Cannes is not just for ad campaigns
The annual summer pilgrimage to France that is the Cannes Lions Festival is to creative directors what the Academy Awards are to movie directors. While the audience has diversified considerably in the last 10 years as agencies, clients, media companies, ad:tech vendors, social platforms and now consultancies are present, what hasn't changed is the singular focus on recognizing the most creative work of the year. And as our lives are increasingly dependent on technology, whether we’re asking Alexa if we need to grab an umbrella on the way to work, or checking Google Maps for the fastest route, advertising ideas are increasingly dependent on technology.
While Cannes still has many categories dedicated to traditional advertising mediums, there are plenty of non-campaign ideas related to everything from mobile to usage of social platforms.
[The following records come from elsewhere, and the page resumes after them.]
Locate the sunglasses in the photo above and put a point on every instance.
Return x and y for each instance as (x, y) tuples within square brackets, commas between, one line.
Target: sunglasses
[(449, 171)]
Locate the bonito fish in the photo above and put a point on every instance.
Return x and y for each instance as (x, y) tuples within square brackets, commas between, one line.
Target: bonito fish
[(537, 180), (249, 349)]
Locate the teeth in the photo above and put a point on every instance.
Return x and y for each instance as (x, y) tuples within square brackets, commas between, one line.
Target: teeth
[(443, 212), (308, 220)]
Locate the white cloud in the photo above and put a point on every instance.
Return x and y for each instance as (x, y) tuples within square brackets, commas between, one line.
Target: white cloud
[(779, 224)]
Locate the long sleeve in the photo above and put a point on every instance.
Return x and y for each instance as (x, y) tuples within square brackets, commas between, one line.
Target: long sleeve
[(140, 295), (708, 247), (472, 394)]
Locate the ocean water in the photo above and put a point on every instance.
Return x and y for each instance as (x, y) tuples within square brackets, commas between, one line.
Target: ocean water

It's a blurry world where an entry heavily dependent on technology can be shortlisted in a dozen different categories. This illustrates how hard it is to define what counts as digital and what counts as technology.
The Secret Formula to Winning Ideas
After spending time looking across all of the categories to determine what makes the elusive shortlist, and what will eventually take home a Lion, there's a three-step formula that became apparent.
Step 1: When you have a rich insight coupled with a complex problem to address, the result is a choice to either a) Do Good and set off on a course to save humanity or b) Do Something Useful and scratch an itch that people actually have. Cannes is filled with a mix of campaigns that raised awareness around social issues as well as helped sell products.
Step 2: Blend the creativity elegantly with data and technology to activate the idea. If all goes well, you’re good to move on to…
Step 3: Show Results. After all, effectiveness matters and you need to show that you made an impact. For the work that won Lions, this is a repeatable formula. There's a sad legacy of phony entries and ghost products that never actually work in the real world.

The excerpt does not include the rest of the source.